畝の上ではなく、畝のすぐ脇に1〜2cmの溝を作り、種を入れて土をかぶせ、軽く踏んで鎮圧します。種まきの適期は、温暖地で2〜5月・9〜12月、冷涼地で3〜5月・9〜11月です。
芽が出て葉が伸びてきたら、15cm程度残して刈り取り、畝の上に草マルチとして敷きます。残した部分はすぐに再生してくるので、繰り返し利用できます。
刈り取った後の根はそのまま土に残しておきます。根に住み着いた微生物を土に残すことができ、いずれ根が分解されて空気と水の通り道になります。
作業はこれだけです。種をまいて、育ったら刈る。この繰り返しで、土がどんどん豊かになっていきます。
さいごに
今回の記事のまとめです。
緑肥は、草マルチの素材になるだけでなく、土を耕し、窒素を固定し、益虫を呼び、微生物を増やし、連作障害を防ぎ、景観をよくしてくれる——一石八鳥の資材です。

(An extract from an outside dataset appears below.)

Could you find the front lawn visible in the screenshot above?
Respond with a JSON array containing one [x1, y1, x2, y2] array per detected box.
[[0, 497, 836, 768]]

特に冬から春先にかけての草マルチ不足を解消してくれる点は、家庭菜園を続けていく上で本当に助かります。
どれを使えばいいか迷ったら、まず緑肥ミックスから始めてみてください。
イネ科・マメ科・一年草・多年草のバランスが絶妙で、計算しなくても土壌改良が自然に進んでいきます。
となりのトトロのような畑へ
種をまいて、育ったら刈る。ただそれだけで、畑の景色が少しずつ変わっていきます。
赤やピンクの花が咲き、穂がそろい、生き物が集まってくる——そんな「となりのトトロ」のような畑を、緑肥が一緒に作ってくれます。
この記事が、みなさんの家庭菜園のヒントになれば嬉しいです。
また次回も、自然農法の視点から家庭菜園を楽しむヒントをお届けします。